If $n$ is a positive and composite integer, can I prove that $n - 1$ does not divide $n$ for all $n$?
If not, can you give me a counter example?
Any hint or solution please?
Hint:
If a prime $p$ divides $n$, and also $n-1$ then $p$ would also divide $n-(n-1)=1$
No, because the least such integer $k$ such that $n$ could possibly equal $k(n-1)$ is $2$, but $2n-2 > n$ for all $n > 2$.

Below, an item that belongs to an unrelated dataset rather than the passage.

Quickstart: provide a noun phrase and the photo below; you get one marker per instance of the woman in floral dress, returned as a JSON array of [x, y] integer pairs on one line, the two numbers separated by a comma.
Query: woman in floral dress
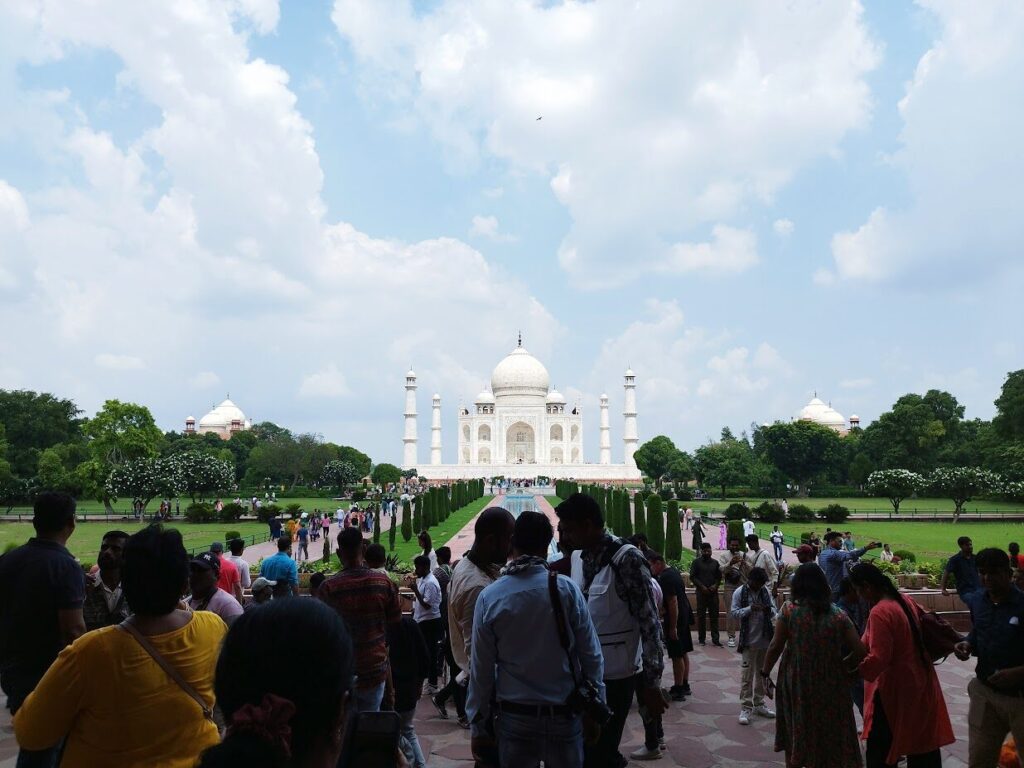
[[815, 725]]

The hypothesis that $n$ be positive composite implies
$n \ge 4; \tag 1$
thus
$n - 1 \ge 3; \tag 2$
if
$n - 1 \mid n, \tag 3$
there exists $k \in \Bbb Z$ with
$n = k(n - 1); \tag 4$
since
$n, n - 1 \ge 3, \tag 5$
we must have
$k \ge 2; \tag 6$
indeed, $k$ cannot be negative or zero by (4),(5); it cannot be $1$ since $n \ne n - 1$; also,
$k < n, \tag 7$
for if
$k \ge n, \tag 8$
then
$n = k(n - 1) \ge n(n - 1) \ge 3n > n, \tag 9$
impossible.
Then, from (4),
$n = nk - k, \tag{10}$
or
$k = nk - n = (k - 1)n \ge n, \tag 8$
contradicting (7); thus no such $k$ exists, and hence
$n - 1 \not \mid n. \tag 9$